Step 1: Encode query to embedding (same model as documents)

Step 2: Compute similarity to all document embeddings

Step 3: Return top K documents by similarity score

Step 4: Rerank (optional) using cross-encoders or other methods

For a 1M document database with 768-dimensional embeddings:

Query embedding: 768 dimensions
Document embeddings: 1M × 768 = 768M values in memory/index
Similarity computation: ~768M operations
Time: ~100-500ms on modern hardware (with indexing optimization)

Without indexing, retrieving from 1M documents would take seconds. Indexing brings it down to milliseconds.

Semantic Similarity vs. Lexical Similarity

Lexical similarity: Match keywords

Query: "Does RAG reduce hallucinations?"
Lexical match: Documents containing "RAG", "hallucination", etc.
Problem: Misses "Does retrieval-augmented generation improve accuracy?" (same meaning, different words)

Semantic similarity: Match meaning

Query: "Does RAG reduce hallucinations?"
Semantic match: Documents about avoiding false claims, using sources, factual grounding
Benefit: Captures paraphrases and synonyms

RAG systems use semantic similarity because it better captures meaning.

1. Curse of Dimensionality

In very high dimensions (thousands), all points become roughly equidistant. This degrades similarity ranking.

Mitigation:

  • Use dimension reduction (but rarely needed with good embeddings)
  • Use indexing structures optimized for high dimensions
  • Validate that your embedding model works for your use case

2. Anisotropy

Some embedding models have anisotropic distributions where vectors cluster in certain directions, causing false similarities.

Mitigation:

  • Use modern embedding models (text-embedding-3-large, BGE) which are designed to be isotropic
  • Apply whitening or normalization if needed

3. Query-Document Asymmetry

A query might need different representation than document chunks.

Approaches:

  • Use query-specific embeddings (different model for queries)
  • Use hypothetical document embeddings (query suggests what document would exist)
  • Dense passage retrieval models (asymmetric encoders)

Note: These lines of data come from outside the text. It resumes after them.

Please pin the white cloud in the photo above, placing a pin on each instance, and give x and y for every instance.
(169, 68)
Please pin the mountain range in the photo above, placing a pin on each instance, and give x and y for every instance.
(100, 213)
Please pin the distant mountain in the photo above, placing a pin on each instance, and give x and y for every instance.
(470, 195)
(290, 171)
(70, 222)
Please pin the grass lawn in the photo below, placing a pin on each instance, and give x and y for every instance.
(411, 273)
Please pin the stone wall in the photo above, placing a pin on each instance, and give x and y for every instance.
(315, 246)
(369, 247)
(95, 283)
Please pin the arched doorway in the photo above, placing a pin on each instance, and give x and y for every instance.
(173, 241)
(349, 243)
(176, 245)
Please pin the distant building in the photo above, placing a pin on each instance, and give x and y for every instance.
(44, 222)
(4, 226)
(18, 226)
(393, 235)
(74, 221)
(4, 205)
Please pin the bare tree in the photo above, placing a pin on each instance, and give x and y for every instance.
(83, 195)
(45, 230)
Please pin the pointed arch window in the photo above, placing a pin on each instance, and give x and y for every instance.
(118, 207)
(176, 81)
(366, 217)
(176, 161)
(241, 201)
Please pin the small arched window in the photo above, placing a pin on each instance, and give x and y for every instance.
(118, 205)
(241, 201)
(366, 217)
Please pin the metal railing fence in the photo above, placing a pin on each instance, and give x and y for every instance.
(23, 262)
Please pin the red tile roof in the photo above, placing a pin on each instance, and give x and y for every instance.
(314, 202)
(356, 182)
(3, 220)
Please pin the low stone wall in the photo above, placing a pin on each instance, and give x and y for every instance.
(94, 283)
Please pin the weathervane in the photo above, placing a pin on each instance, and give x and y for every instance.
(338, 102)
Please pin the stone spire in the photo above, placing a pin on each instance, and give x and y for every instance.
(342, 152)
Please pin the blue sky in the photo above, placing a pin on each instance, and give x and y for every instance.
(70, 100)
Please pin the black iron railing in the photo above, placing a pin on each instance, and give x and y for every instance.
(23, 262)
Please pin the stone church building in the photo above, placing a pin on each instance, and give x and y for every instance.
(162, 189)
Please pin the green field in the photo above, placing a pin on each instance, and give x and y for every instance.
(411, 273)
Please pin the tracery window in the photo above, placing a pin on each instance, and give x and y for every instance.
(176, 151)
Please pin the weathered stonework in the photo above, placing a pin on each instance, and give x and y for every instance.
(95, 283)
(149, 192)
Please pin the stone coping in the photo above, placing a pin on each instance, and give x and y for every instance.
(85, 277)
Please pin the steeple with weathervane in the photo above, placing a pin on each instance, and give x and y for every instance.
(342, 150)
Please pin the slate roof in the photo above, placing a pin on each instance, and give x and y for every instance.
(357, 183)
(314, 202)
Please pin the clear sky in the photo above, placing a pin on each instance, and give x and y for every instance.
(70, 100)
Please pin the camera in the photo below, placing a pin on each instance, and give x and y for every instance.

4. Cross-Lingual Similarity

Finding similar documents across languages is harder than within language.

Solution: Multilingual embeddings (Cohere multilingual, multilingual Sentence-Transformers) trained on parallel texts.

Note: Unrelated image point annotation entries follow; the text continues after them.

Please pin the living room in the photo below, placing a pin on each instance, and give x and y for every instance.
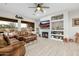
(39, 29)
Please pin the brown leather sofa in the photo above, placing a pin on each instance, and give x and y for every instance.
(26, 37)
(8, 48)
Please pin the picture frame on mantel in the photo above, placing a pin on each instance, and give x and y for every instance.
(75, 22)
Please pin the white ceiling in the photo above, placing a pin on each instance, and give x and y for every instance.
(22, 8)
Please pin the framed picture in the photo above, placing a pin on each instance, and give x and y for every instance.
(75, 22)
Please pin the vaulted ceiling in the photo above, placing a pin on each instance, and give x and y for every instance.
(23, 10)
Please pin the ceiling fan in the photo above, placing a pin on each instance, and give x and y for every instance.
(39, 7)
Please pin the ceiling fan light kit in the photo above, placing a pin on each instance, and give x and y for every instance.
(39, 7)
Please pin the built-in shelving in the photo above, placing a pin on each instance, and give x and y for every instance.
(57, 27)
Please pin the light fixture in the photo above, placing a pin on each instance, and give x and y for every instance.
(38, 8)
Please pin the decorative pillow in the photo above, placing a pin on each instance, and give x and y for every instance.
(3, 43)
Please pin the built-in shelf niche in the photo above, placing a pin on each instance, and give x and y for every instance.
(57, 27)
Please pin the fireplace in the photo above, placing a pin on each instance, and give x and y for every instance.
(45, 34)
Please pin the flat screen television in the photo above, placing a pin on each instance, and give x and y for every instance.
(45, 24)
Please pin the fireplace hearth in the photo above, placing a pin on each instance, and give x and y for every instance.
(45, 34)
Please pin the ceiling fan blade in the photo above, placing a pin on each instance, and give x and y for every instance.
(41, 10)
(31, 7)
(35, 10)
(45, 7)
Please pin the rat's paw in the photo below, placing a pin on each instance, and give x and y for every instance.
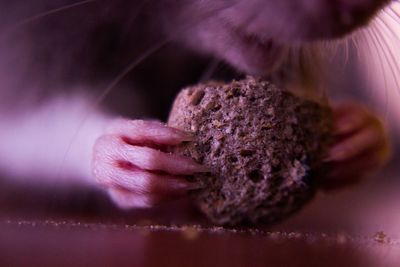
(361, 146)
(131, 161)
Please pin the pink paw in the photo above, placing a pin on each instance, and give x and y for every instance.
(131, 161)
(361, 146)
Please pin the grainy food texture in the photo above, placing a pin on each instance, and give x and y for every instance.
(261, 144)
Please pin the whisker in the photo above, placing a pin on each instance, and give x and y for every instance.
(126, 71)
(390, 57)
(209, 70)
(376, 43)
(48, 13)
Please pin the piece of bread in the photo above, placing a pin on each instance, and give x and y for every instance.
(261, 144)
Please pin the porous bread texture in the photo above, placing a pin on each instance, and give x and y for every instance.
(261, 144)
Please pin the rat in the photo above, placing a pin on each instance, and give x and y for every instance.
(61, 59)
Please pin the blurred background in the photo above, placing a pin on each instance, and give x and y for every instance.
(47, 226)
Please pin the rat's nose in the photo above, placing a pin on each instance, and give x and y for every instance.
(351, 12)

Measuring Retrieval Quality

Test your similarity function empirically:

Metric 1: Hit Rate@K

For each test query with known relevant documents:
Did any known relevant document appear in top K results?
Average across all queries.

Metric 2: Mean Reciprocal Rank

If first relevant document is at position 3: score = 1/3
Average across all queries

Metric 3: NDCG (Normalized Discounted Cumulative Gain)

Ranks matter: position 1 result is more valuable than position 5
Normalized against perfect ranking

Similarity Beyond Documents

Modern RAG extends similarity to:

  • Multi-modal similarity: Text to images
  • Structured similarity: Matching structured database records
  • Temporal similarity: Incorporating recency
  • Causal similarity: Understanding relationships, not just surface similarity

Production Deployment

In production systems, similarity computation is optimized:

Memory optimization:

  • Store embeddings in compact formats (float16, int8 quantization)
  • Reduce dimensions if needed

Speed optimization:

  • Use FAISS, Annoy, or other approximate nearest neighbor indexes
  • Cache popular queries
  • Batch similarity computations

Freshness:

  • Periodically recompute similarities as vectors change
  • Update indexes incrementally

The similarity function is invisible to users but fundamental to RAG quality. Understanding it helps you debug retrieval problems and make informed system design choices.